Undurchsichtige Machenschaften in der Lieferkette

Amnesty International und Global Witness prangern US-Wirtschaft an, die Herkunft von Mineralien aus Konfliktgebieten zu verschleiern


Solange im Osten Kongos weiter um Zugriff auf die ergiebigen Rohstofflagerstätten gekämpft wird und Konfliktparteien sich über den Verkauf von Rohstoffen finanzieren, liegt die Vermutung nahe, daß aus den "Konflikt-Mineralien" Waren hergestellt werden, die auch unter dem deutschen Weihnachtsbaum landen. Oder unter dem der US-Bürgerinnen und -Bürger. In welchem Ausmaß das geschieht, weiß niemand genau zu sagen. Aber eine Ahnung, daß es häufiger der Fall sein könnte als vermutet, bietet der gemeinsame Report "Digging for Transparency" (z. Dt.: Graben nach Transparenz) von Amnesty International und Global Witness, der am 22. April 2015 veröffentlicht wurde. [1]

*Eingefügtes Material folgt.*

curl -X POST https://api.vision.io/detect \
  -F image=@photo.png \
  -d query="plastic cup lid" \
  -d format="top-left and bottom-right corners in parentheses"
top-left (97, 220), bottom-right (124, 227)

Die beiden Menschenrechtsorganisationen haben 100 börsennotierte US-amerikanische Unternehmen, die nach dem "2010 Dodd Frank Act" (Section 1502) verpflichtende Auskünfte zur Verwendung von Mineralien (Conflict Minerals Reports) abgeben müssen, unter die Lupe genommen und festgestellt, daß die Berichte von 79 dieser Unternehmen nicht einmal den Minimalstandards genügten. Mehr als der Hälfte von ihnen hatte verschwiegen, wenn in der Versorgungskette eine Risikostelle entdeckt worden war. Überhaupt waren nur 16 der 100 Unternehmen über ihre unmittelbare Versorgungskette hinausgegangen und hatten sich erkundigt, wo die Mineralien verarbeitet werden.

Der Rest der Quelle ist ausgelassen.